In contrast, passive funds, which primarily track market indexes such as the S&P 500, Dow Jones Industrial Average and Nasdaq Composite, had a strong year thanks to a big performance from the broader market. The S&P 500 alone had a 24% return for the year.

“You had to be right there when the liftoff happened going into November and December,” Colas said. “In many ways, it was the hardest possible environment for active managers to keep their cool, stay focused and not get overly optimistic or pessimistic.”

Adding to the challenges was the performance of the “Magnificent 7” tech-centric stocksAlphabet, Microsoft, Apple, Tesla, Nvidia, Meta and Amazon — which carried most of the weight for the market.
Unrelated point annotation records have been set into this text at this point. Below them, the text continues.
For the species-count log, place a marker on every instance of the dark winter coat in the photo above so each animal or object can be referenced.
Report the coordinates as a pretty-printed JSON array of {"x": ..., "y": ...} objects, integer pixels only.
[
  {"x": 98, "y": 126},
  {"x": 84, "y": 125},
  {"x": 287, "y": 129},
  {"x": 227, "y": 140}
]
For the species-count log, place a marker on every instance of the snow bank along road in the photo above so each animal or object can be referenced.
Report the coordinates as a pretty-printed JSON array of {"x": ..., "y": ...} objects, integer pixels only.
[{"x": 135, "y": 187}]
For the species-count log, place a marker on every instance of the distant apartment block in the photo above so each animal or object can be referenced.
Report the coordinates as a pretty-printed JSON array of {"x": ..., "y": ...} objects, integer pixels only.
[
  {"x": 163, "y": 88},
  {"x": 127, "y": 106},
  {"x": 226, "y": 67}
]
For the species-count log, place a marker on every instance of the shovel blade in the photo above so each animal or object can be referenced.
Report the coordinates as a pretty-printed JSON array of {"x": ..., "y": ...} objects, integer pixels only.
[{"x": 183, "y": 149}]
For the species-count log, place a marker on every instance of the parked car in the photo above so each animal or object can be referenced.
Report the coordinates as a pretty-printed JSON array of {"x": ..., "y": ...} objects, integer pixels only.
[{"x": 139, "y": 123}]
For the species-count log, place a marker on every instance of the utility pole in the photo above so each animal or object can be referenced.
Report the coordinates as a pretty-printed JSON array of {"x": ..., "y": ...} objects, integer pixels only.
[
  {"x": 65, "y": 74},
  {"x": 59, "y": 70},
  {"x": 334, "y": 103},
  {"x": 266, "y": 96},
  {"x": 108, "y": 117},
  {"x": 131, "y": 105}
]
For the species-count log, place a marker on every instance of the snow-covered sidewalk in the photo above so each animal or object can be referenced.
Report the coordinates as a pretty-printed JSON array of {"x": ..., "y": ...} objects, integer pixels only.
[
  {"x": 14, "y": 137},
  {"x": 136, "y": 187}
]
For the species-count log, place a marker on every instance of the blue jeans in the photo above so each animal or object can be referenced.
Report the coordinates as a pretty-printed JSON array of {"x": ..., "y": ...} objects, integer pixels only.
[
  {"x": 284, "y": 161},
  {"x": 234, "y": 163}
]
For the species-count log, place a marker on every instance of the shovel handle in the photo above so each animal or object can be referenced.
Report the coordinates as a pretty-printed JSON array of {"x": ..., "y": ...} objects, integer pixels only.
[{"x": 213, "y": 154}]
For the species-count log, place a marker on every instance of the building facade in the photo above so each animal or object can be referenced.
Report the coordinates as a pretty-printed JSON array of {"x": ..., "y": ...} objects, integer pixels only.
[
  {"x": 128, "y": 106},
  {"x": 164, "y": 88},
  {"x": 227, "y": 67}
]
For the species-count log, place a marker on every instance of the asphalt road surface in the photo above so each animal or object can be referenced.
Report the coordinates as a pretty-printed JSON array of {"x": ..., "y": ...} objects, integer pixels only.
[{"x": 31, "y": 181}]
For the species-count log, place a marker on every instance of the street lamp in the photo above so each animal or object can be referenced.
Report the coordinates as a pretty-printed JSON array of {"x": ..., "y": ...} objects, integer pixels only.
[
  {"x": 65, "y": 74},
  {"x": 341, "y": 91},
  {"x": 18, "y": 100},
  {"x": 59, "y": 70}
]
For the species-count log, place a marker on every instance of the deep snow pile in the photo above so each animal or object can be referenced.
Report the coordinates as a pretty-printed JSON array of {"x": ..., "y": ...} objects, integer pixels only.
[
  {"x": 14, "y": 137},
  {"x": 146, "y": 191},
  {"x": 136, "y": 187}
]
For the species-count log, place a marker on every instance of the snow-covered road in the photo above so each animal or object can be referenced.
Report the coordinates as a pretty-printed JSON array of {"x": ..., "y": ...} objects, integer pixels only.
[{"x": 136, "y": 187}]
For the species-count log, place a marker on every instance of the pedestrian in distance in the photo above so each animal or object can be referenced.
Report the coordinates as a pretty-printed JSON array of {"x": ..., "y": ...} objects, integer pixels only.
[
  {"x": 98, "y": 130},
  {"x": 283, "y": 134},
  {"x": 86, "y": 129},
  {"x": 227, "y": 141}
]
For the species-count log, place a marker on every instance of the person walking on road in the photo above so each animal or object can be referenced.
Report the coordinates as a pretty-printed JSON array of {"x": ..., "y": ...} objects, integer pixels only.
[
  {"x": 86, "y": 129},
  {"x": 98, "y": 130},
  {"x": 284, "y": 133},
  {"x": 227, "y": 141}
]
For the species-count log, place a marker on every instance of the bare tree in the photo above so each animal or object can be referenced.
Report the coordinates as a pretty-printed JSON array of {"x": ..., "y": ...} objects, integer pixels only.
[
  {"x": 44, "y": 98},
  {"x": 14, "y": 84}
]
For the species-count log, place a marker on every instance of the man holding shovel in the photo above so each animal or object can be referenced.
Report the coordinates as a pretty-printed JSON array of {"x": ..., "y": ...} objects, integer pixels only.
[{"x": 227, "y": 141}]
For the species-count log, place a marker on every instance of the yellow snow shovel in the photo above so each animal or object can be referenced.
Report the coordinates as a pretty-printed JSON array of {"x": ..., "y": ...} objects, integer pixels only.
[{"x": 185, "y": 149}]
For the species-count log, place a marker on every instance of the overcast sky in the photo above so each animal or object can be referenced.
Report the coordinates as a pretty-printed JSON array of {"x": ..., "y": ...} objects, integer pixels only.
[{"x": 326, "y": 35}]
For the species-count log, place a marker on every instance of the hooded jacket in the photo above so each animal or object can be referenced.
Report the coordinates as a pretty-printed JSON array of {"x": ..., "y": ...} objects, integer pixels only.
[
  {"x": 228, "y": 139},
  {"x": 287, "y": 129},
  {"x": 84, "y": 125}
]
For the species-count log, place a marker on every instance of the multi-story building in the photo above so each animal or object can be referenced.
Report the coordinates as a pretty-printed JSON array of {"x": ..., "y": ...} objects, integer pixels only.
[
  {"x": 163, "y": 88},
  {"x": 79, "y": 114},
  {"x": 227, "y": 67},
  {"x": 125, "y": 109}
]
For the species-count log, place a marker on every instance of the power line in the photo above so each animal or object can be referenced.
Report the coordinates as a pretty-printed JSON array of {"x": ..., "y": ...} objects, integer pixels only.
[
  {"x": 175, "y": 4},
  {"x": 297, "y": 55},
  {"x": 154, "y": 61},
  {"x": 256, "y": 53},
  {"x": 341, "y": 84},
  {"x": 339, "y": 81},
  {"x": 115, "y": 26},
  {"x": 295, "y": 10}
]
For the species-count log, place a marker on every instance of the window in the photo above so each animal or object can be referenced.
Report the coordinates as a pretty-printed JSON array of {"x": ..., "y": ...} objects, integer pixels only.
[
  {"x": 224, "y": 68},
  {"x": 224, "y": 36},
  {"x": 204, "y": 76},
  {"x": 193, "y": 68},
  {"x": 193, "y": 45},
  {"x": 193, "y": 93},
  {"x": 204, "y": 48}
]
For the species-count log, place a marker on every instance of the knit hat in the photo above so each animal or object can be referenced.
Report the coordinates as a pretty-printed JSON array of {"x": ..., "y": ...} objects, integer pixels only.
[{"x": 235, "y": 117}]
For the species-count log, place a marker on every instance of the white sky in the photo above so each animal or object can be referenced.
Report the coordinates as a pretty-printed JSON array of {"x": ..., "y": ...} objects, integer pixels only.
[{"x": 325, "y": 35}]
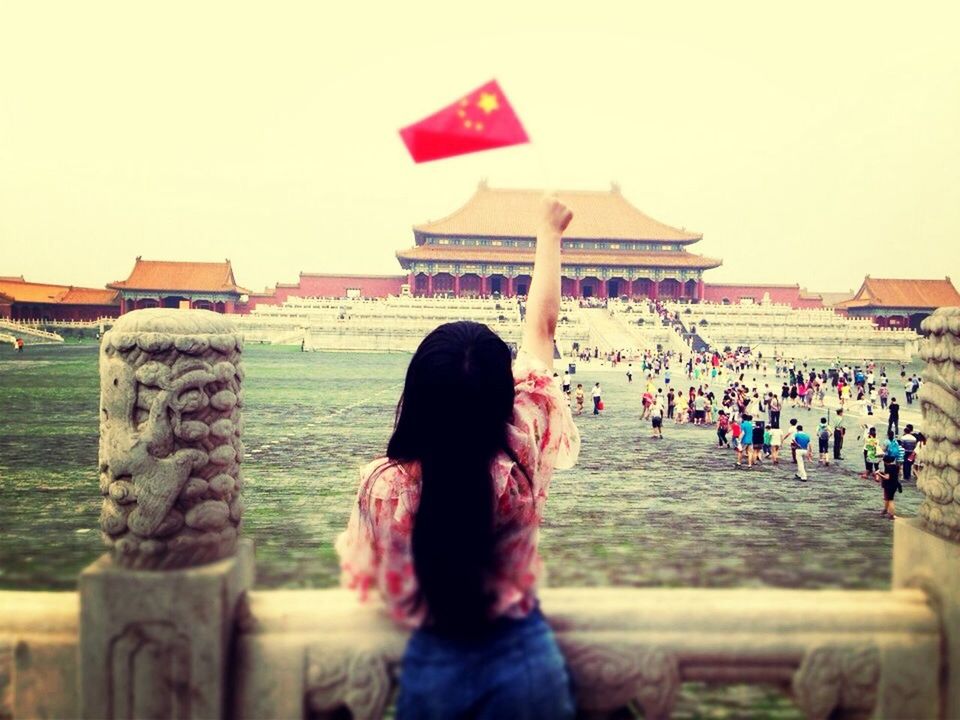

The Nasdaq 100, which is weighted toward technology, exploded 55% higher last year on a total return basis.

“You had this remarkable market leadership in Big Tech and some managers can’t own it because of mandates or a reluctance to have 25%-plus of their portfolio in a handful of names,” Colas said.

Still, there could be hope ahead for active management if market conditions change in 2024.

“As far as what a stock-pickers market looks like, it’s basically a low-volatility, low-correlation market without a lot of drawdowns that instill fear into money managers and force them to sell at the bottom,” Colas said. “This could be that kind of year.”